Compressiing features on display presents some problems:
A style option will be added to switch on compression, and this will apply to any type of feature: ideally we should be dealing with alignments only, but simple features are implicated as BAM data is currently presented like this.
[short-read] collapse = true score-mode=width # or heat score-scale=log # (default is linear)We provide an option for log scale scoring to cope with sparse and highly populated regions. Previous types of style do not precess the scores and where log scales are required these have hostirically been pre-computed, However we need to keep the scores as integer numbers (a count of the number of features) and display then logarithmically. The score-scale must default to linear to prevent contamination of existing scored features.
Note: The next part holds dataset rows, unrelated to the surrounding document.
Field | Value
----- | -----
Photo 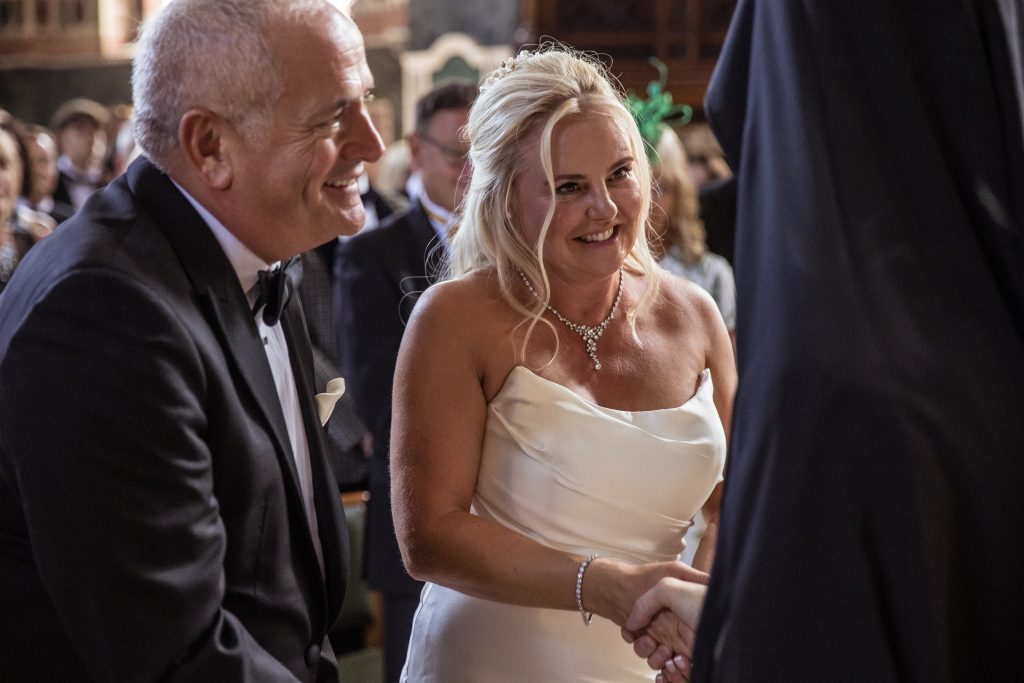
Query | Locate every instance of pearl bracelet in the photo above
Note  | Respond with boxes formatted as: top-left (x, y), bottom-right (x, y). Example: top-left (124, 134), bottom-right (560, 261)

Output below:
top-left (577, 553), bottom-right (599, 626)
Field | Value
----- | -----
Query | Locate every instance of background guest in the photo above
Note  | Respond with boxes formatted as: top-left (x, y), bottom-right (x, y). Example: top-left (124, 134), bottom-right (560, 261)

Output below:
top-left (650, 125), bottom-right (736, 340)
top-left (50, 97), bottom-right (110, 211)
top-left (0, 118), bottom-right (46, 292)
top-left (22, 124), bottom-right (75, 225)
top-left (337, 77), bottom-right (476, 681)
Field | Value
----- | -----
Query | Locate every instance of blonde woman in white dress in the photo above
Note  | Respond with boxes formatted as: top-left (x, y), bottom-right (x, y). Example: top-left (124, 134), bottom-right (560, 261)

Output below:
top-left (391, 48), bottom-right (736, 683)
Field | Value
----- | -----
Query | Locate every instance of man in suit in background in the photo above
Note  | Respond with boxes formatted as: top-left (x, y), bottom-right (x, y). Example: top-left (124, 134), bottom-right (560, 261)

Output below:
top-left (299, 179), bottom-right (406, 492)
top-left (50, 97), bottom-right (110, 211)
top-left (336, 82), bottom-right (476, 681)
top-left (0, 0), bottom-right (383, 682)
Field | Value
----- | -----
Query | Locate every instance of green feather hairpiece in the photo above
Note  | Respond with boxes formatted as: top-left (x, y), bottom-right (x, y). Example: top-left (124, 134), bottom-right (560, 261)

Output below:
top-left (626, 57), bottom-right (693, 160)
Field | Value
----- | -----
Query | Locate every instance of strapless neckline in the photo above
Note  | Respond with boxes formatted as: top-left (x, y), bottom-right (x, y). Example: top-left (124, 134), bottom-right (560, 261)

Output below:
top-left (490, 366), bottom-right (711, 415)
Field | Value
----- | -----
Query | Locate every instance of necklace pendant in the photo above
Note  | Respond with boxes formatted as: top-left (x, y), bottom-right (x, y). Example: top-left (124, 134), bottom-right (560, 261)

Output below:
top-left (519, 267), bottom-right (623, 370)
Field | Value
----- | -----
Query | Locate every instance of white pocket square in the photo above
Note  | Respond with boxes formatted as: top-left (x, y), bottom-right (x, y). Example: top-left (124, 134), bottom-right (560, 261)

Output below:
top-left (315, 377), bottom-right (345, 427)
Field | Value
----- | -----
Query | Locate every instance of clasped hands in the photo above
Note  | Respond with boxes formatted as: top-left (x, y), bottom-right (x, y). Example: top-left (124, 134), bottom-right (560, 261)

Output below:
top-left (622, 565), bottom-right (708, 683)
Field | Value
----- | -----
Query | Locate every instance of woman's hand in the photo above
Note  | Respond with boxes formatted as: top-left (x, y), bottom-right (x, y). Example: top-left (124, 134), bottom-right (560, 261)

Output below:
top-left (623, 577), bottom-right (708, 683)
top-left (583, 557), bottom-right (708, 626)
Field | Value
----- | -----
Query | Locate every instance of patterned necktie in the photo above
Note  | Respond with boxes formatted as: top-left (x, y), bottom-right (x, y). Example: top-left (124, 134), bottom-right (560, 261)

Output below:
top-left (253, 256), bottom-right (302, 327)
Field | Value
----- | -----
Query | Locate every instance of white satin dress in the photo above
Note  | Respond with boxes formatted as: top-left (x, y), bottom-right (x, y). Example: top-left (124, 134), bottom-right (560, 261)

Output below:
top-left (402, 367), bottom-right (725, 683)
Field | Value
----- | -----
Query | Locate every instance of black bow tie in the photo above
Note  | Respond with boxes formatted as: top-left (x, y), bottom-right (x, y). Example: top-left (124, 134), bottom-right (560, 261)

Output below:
top-left (253, 256), bottom-right (302, 327)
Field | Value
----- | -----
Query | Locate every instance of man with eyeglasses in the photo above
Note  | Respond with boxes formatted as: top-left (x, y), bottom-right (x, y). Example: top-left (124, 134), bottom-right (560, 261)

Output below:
top-left (335, 81), bottom-right (476, 681)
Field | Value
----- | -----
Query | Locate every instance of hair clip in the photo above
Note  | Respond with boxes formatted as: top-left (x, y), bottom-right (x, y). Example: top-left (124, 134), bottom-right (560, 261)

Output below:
top-left (626, 57), bottom-right (693, 160)
top-left (480, 50), bottom-right (537, 92)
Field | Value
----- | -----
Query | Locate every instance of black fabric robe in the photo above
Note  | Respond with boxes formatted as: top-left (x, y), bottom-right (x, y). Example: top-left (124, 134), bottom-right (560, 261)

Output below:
top-left (694, 0), bottom-right (1024, 681)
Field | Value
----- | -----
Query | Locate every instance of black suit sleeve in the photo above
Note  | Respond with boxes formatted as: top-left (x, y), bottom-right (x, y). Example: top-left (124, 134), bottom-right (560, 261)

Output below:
top-left (0, 270), bottom-right (294, 681)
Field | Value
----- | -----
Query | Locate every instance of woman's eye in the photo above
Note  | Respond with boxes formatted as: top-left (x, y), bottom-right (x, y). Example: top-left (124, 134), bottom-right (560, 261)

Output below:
top-left (611, 166), bottom-right (633, 180)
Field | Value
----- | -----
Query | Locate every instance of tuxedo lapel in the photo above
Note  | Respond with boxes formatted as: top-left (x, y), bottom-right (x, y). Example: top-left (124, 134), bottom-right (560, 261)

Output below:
top-left (128, 159), bottom-right (302, 493)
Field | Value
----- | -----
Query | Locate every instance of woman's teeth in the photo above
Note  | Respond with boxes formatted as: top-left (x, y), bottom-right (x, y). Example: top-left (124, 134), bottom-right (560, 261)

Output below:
top-left (580, 227), bottom-right (615, 242)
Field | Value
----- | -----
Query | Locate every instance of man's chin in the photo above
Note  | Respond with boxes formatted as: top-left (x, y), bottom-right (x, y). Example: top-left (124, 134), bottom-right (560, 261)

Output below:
top-left (333, 204), bottom-right (367, 238)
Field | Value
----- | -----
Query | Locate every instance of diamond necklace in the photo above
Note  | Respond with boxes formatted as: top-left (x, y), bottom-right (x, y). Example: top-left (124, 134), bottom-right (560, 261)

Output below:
top-left (519, 267), bottom-right (623, 370)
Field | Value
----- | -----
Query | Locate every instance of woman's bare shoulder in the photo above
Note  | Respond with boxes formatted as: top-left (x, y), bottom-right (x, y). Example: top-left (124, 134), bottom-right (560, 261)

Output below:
top-left (658, 271), bottom-right (718, 317)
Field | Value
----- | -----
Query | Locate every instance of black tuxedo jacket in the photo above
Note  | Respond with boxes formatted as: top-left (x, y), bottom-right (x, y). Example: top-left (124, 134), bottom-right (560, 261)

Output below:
top-left (335, 202), bottom-right (444, 594)
top-left (0, 159), bottom-right (347, 681)
top-left (692, 0), bottom-right (1024, 681)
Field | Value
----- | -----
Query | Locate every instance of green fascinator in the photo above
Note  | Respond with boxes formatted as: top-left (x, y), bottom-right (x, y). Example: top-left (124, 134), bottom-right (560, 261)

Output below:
top-left (626, 57), bottom-right (693, 161)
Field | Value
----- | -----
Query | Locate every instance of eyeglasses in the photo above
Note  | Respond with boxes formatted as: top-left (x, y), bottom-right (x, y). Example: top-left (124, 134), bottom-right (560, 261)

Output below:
top-left (416, 133), bottom-right (469, 166)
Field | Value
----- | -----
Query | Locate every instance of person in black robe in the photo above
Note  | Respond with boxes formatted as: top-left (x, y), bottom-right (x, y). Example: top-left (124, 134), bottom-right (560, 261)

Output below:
top-left (693, 0), bottom-right (1024, 681)
top-left (622, 0), bottom-right (1024, 681)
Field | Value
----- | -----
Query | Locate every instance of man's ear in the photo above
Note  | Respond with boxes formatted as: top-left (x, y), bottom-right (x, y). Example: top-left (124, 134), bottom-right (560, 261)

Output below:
top-left (178, 109), bottom-right (233, 189)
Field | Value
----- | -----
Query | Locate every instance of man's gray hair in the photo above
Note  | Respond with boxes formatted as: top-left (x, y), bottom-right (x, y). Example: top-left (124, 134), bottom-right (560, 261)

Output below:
top-left (131, 0), bottom-right (351, 170)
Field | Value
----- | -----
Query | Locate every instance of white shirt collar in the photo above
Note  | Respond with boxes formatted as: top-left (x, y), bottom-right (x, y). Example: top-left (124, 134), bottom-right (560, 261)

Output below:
top-left (171, 179), bottom-right (276, 293)
top-left (420, 193), bottom-right (453, 245)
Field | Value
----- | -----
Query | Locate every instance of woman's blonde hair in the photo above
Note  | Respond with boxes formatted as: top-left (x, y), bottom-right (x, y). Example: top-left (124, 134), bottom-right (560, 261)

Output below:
top-left (450, 44), bottom-right (658, 359)
top-left (654, 126), bottom-right (708, 263)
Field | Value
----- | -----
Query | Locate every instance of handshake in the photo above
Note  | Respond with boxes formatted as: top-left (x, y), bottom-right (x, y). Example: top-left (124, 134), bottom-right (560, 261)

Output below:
top-left (592, 558), bottom-right (708, 683)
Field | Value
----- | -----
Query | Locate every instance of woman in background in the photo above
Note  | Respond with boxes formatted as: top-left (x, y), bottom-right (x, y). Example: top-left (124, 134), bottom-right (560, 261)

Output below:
top-left (650, 125), bottom-right (736, 338)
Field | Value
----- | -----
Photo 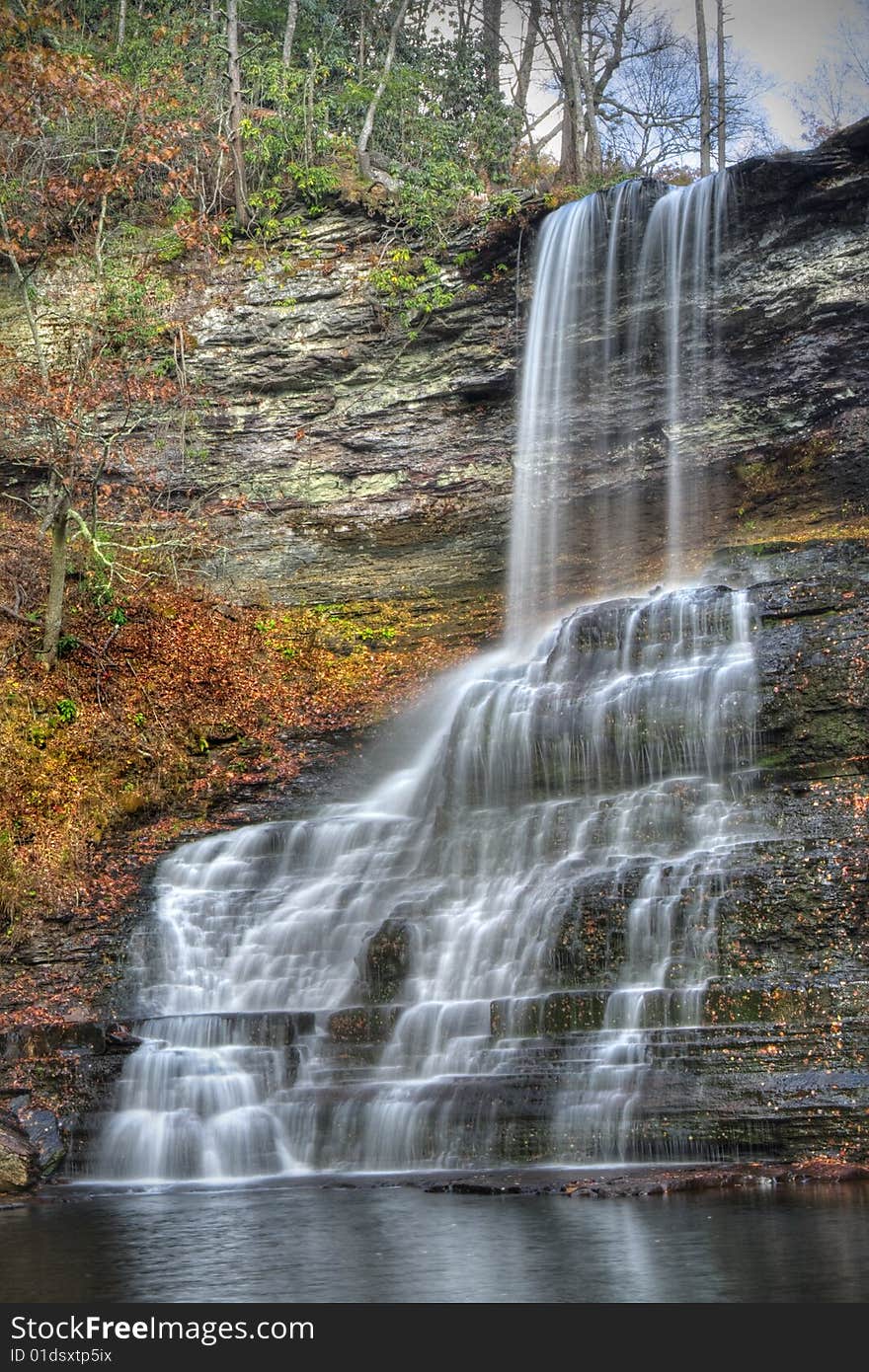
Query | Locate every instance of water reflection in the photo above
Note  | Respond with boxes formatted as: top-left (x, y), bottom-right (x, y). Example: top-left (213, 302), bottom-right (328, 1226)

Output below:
top-left (0, 1184), bottom-right (869, 1304)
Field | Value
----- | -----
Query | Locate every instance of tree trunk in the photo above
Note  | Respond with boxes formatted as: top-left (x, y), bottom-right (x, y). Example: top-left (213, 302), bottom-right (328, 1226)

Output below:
top-left (715, 0), bottom-right (728, 172)
top-left (514, 0), bottom-right (541, 139)
top-left (356, 0), bottom-right (411, 191)
top-left (483, 0), bottom-right (501, 100)
top-left (42, 490), bottom-right (70, 667)
top-left (280, 0), bottom-right (299, 67)
top-left (694, 0), bottom-right (713, 176)
top-left (226, 0), bottom-right (250, 229)
top-left (553, 0), bottom-right (602, 180)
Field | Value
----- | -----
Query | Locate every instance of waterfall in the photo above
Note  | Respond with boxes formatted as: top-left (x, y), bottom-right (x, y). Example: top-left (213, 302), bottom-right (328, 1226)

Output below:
top-left (95, 177), bottom-right (756, 1181)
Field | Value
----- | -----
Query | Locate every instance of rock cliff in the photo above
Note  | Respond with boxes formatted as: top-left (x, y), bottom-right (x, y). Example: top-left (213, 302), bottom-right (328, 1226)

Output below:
top-left (0, 120), bottom-right (869, 1186)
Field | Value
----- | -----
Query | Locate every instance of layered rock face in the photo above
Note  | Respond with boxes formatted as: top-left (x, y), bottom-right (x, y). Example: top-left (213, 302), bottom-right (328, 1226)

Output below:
top-left (141, 120), bottom-right (869, 602)
top-left (0, 122), bottom-right (869, 1189)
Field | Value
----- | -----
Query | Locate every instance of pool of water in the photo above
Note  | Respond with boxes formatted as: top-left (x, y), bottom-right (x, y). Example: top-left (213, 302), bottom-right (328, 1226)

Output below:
top-left (0, 1181), bottom-right (869, 1302)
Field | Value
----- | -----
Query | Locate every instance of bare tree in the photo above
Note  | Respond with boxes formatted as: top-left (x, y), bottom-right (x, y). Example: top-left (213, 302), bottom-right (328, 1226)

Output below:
top-left (356, 0), bottom-right (411, 191)
top-left (226, 0), bottom-right (250, 229)
top-left (694, 0), bottom-right (713, 176)
top-left (280, 0), bottom-right (299, 67)
top-left (483, 0), bottom-right (501, 99)
top-left (792, 0), bottom-right (869, 143)
top-left (715, 0), bottom-right (728, 172)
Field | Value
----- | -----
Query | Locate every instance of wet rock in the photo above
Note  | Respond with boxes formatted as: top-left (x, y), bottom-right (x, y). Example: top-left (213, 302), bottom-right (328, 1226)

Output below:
top-left (362, 919), bottom-right (411, 1004)
top-left (0, 1110), bottom-right (40, 1192)
top-left (17, 1105), bottom-right (66, 1178)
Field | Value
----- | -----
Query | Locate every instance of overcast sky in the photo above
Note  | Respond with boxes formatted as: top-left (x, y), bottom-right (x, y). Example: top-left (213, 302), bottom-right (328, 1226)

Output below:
top-left (494, 0), bottom-right (869, 151)
top-left (668, 0), bottom-right (869, 145)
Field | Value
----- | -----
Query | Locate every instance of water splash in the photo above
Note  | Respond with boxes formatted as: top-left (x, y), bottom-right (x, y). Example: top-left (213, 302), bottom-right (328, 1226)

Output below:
top-left (96, 183), bottom-right (756, 1180)
top-left (508, 175), bottom-right (732, 641)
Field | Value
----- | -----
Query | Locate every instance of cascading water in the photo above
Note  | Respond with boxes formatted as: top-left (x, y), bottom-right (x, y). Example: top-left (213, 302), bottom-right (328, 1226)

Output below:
top-left (96, 168), bottom-right (755, 1180)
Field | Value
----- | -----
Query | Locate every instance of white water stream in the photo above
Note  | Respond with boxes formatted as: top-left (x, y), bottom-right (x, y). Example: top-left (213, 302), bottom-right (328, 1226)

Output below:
top-left (96, 171), bottom-right (755, 1181)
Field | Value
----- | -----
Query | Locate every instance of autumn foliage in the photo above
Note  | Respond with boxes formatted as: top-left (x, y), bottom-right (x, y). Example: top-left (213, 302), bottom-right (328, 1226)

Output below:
top-left (0, 516), bottom-right (491, 948)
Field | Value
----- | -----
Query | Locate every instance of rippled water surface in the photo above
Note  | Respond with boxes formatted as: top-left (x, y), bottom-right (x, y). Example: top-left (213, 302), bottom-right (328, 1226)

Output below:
top-left (0, 1182), bottom-right (869, 1302)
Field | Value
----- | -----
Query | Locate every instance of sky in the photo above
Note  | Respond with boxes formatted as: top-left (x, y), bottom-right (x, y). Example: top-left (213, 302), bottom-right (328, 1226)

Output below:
top-left (506, 0), bottom-right (869, 151)
top-left (674, 0), bottom-right (869, 147)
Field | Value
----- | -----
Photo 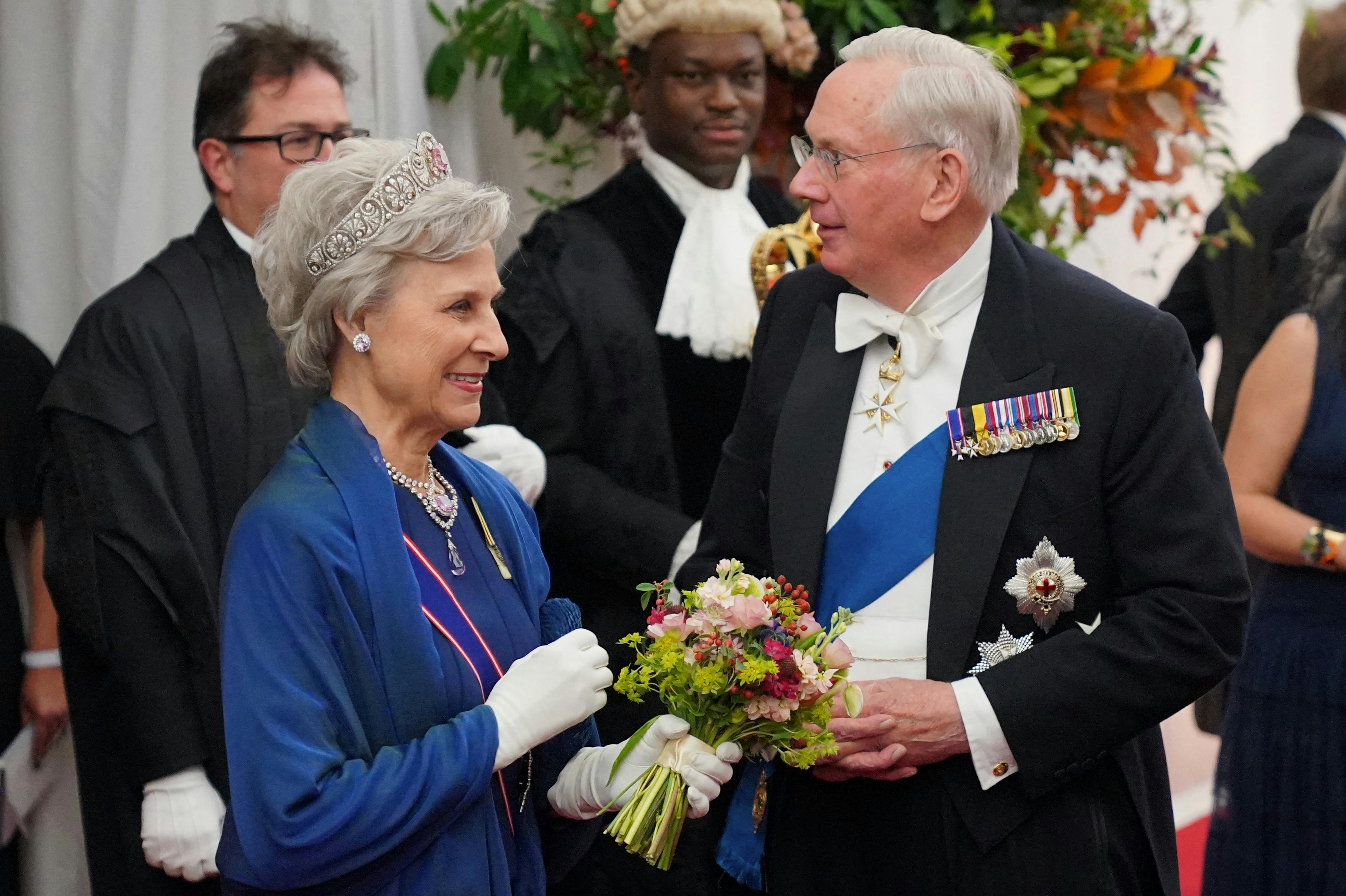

min and max score apply as normal, but not that this may apply to the actual score not the log scale.
NOTE if we collapse alignments then these may have a score and score mode set. If both collase and score mode is set then collapse will take priority. If collapsed alignments have differtn scores then we will loose this information from the display - if it is necessary to observe different scores then it is not valid to collapse features.
When a featureset is merged into the feature context we will process this as follows:
As the original; features appear in the feature context they can be searched for and despite not being in the canvas they need to map to a canvas item. One way to resolve this is to have all the source features in the FToI hash mappng to the same canvas item (the CanvasFeatureset. This is a many to one mapping, but the reverse is one to one. Alternatively we can just frop the feature from the FToI hash.
If the style used specifies an alignment then we need to run some different code and require each part of the alignment to match. NOTE however as we are dealing with short reads we can assume that each alignment is one simple gapped block and that each one appears as a simgle feature. We do not need to match several 'exons' as for EST masking.